I don’t wear much jewelry other than my watch and a plain gold wedding ring. I loathe make-up, mostly because it’s never going to stay in the spot that I applied it. I don’t get my hair or nails done due to the violently creeped-out feeling I get from having strangers touch my hair or point sharp instruments at my cuticles, and I can’t help the feeling that most of the nail places are manned by beautiful young Chinese women who may have trained in those prisons where they shove bamboo under your finger nails. I don’t drive a fancy expensive car because any vehicle I drive is going to have its interior glowing an orange hue from a fine dusting of Goldfish cracker crumbs at all times.
I’m basically eight notches above Amish. Well, I love my Keurig coffee maker too much to be Amish, so I guess I’m closer to Mennonite.
One of my iron-willed standoffs is my absolute refusal to wear uncomfortable clothes in the name of fashion. Of course, my job requires my wardrobe to be functional, and by functional I mean I have to be able to move. And by able to move I mean I have to be able to drop kick someone and pin him to the floor until backup arrives, and you just shouldn’t do that in Manolos.
Our facility has had a dress code for the guards for quite some time, which is just simply a dark-colored shirt and khaki pants. Those of us in the school program were never required to participate in their costume party, but a few months ago I decided the standard uniform might be the answer to simplifying my life even more on crazy school mornings. Or maybe it’s just my fond nostalgia for all things Catholic-school.
So I invested in a few pairs of identical pants and as many clearance-rack black shirts as I could find. I did purchase a couple of navy blue shirts for the days when I’m feeling festive and my creative side just has to shine through.
Every bespectacled reference librarian, dwelling alone in the darkest recesses of the stacks, has a wild side. Some are weekend pool sharks, others are involved in adult phone chat. You know you’ve pictured that frumpy old woman who appears prairie-dog style from the shelves to shush you angrily as having a wild dominatrix side.
Sorry, dearest audience, my secret wild side involves nothing more eyebrow-raising than bicycles. No, not riding naked through the streets Lady Godiva-style. Not even creating erotic sculptures out of bicycles with a welding torch and spare parts. Just riding them. Plain and simple.
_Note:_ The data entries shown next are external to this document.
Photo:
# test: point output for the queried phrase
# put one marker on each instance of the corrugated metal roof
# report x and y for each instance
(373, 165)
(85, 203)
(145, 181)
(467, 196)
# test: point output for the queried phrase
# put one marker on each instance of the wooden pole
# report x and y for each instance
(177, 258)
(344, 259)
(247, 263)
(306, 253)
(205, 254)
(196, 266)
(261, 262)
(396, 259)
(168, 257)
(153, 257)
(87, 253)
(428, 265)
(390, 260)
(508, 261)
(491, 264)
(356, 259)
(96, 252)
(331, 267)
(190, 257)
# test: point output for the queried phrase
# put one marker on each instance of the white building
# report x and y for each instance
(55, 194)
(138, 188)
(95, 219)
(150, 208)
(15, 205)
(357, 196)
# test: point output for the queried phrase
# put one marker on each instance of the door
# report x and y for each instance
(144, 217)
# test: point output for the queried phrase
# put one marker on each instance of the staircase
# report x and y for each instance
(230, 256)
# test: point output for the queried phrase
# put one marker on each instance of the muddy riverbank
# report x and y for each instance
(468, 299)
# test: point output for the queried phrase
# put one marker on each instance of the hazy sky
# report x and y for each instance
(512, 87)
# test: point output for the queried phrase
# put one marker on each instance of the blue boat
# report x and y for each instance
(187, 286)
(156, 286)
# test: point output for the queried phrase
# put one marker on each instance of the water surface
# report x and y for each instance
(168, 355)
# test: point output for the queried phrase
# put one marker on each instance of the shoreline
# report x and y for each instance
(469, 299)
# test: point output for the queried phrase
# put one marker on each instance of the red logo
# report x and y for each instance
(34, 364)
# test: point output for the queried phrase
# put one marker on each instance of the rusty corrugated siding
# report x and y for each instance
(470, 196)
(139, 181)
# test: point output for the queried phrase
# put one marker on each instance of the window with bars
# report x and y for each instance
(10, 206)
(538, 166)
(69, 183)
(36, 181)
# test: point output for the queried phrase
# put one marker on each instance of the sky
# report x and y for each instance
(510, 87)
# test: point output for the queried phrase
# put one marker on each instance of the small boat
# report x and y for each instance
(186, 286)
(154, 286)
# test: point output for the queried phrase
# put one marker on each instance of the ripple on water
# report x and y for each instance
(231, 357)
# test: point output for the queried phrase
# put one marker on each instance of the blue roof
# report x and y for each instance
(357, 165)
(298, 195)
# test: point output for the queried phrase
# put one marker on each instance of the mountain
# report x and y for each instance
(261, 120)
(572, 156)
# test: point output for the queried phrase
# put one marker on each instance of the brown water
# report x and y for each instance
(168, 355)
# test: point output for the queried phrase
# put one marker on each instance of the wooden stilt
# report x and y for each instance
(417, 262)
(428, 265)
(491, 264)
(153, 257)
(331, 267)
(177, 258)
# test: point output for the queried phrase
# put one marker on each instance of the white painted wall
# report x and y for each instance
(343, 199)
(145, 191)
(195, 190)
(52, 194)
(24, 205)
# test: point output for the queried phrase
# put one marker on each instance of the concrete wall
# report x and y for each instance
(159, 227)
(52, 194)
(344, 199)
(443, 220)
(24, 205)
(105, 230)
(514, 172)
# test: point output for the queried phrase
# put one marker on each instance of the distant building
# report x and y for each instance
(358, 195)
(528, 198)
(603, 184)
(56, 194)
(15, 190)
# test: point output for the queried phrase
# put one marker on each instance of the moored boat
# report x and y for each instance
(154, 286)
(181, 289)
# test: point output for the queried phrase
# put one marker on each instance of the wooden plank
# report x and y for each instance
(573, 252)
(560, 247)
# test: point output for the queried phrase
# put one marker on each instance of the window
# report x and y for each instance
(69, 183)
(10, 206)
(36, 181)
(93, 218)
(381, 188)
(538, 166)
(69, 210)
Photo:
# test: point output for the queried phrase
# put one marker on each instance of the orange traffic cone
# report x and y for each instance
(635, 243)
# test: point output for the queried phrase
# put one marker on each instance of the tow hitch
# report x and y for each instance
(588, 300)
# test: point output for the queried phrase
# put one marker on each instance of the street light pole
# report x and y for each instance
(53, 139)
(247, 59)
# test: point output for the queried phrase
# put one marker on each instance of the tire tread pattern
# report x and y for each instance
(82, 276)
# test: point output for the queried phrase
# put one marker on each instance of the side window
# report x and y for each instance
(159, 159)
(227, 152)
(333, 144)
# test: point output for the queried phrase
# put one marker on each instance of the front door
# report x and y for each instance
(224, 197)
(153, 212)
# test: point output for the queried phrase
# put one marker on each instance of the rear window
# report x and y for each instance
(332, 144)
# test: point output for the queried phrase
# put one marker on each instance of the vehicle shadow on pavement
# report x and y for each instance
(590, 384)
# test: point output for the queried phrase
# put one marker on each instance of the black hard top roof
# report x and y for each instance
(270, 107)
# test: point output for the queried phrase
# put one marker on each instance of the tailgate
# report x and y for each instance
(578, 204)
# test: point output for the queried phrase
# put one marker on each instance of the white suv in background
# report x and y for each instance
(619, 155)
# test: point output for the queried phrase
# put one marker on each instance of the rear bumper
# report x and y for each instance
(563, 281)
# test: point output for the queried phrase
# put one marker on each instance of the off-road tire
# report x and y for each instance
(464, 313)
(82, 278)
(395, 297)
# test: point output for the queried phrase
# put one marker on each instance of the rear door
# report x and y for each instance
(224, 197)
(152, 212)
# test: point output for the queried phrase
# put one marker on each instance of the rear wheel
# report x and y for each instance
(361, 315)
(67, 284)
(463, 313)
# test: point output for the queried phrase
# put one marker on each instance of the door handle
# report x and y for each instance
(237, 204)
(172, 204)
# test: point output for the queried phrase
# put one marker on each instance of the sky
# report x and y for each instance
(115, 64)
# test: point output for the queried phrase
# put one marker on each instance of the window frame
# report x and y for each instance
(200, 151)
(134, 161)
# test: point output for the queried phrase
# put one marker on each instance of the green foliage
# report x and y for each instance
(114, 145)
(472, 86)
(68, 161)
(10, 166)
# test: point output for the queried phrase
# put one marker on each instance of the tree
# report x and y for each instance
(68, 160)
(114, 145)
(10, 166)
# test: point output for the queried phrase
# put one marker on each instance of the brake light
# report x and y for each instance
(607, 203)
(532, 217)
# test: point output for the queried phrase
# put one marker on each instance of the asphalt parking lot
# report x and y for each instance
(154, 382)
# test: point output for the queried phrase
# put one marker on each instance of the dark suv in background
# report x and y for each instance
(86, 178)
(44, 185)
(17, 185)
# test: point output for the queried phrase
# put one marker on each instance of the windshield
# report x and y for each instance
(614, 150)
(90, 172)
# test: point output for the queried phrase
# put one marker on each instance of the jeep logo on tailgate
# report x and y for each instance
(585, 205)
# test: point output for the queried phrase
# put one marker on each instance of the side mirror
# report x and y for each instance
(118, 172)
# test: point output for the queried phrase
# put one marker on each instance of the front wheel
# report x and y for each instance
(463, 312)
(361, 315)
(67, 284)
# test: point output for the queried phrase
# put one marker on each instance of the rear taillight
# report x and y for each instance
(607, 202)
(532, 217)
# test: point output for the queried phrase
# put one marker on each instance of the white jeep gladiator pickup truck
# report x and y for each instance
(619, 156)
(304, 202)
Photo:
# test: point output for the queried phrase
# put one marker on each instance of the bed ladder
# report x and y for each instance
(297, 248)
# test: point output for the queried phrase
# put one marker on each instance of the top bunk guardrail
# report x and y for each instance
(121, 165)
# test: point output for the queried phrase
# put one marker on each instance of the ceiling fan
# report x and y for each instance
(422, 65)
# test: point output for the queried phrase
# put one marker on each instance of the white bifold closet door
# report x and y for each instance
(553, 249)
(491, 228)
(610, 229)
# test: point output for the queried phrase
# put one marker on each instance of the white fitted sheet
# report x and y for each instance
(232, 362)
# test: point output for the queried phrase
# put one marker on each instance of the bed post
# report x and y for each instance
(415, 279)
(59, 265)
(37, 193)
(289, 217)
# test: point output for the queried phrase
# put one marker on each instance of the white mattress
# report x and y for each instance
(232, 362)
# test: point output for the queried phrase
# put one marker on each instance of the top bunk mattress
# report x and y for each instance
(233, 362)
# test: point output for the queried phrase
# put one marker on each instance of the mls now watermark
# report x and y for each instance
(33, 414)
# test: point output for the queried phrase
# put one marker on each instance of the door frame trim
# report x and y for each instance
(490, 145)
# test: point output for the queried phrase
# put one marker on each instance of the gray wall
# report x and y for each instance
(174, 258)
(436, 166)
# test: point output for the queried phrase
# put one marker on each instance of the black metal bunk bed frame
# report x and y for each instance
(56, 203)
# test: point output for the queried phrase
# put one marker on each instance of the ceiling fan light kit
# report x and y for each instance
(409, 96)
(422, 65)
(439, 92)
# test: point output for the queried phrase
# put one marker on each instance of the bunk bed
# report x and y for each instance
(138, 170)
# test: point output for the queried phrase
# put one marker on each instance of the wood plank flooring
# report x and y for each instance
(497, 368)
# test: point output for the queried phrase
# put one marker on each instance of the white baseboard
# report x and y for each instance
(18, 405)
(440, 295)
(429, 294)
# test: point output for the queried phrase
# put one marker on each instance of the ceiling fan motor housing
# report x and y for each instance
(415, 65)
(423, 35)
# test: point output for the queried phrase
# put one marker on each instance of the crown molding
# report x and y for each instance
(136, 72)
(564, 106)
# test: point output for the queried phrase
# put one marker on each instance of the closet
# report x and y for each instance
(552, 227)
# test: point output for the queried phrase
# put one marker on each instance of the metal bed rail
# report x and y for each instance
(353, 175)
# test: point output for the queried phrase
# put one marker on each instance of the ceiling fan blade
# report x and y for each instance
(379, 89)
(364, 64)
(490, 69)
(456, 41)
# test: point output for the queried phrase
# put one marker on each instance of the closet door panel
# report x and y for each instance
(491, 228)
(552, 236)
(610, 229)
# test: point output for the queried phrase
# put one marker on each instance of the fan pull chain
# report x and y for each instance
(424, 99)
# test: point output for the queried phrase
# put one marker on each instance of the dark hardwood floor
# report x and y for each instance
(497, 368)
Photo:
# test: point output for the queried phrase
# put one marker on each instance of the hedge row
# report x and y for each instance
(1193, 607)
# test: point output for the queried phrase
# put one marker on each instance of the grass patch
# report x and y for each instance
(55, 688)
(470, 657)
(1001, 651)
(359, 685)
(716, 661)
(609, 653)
Well, as plain as a Felt S22 full carbon racing bike with bladed forks and tapered head tubes can be. The X-Wing handlebar was extra but so completely worth it. Our collection of racing bikes contains more seats than we have rear-ends in our family and puts the total insurable value of our garage as more than the value of any other room in the house. The most recent member of our Tour du France Dream Team costs more than my first car. And my second. And the down payment on my third. Combined.
The vehicle I drive would not have been my first choice in a perfect world. Face it, no one actually wants to drive a minivan, they do so because it just makes sense. In our case, making sense means the bikes fit inside the van when we travel to races so we don’t have to risk anything happening to them on the rear bike rack as we drive on an interstate highway. We actually do have a rear bike rack, we use it to strap the luggage to so the bikes don’t get scratched by an overnight bag. It also gives the kids something to hold on to when we make them ride on the bumper. I’m kidding. No, I’m not.
My students are always very shocked to find out their elderly English teacher has this crazy hobby, one obviously meant for young studly people with spiky hair and a permanent tan. I guess they don’t realize, the younger you are, the less likely you are to be able to afford a $5000 bicycle. The fact that I still run marathons is jaw-droppingly astounding, which is insulting on some level. What about my appearance screams, “I spend my evenings curled up in my chair with a cup of tea before bed?” C’mon, what do I have to do to prove I’m cool? I wore my navy blue shirt!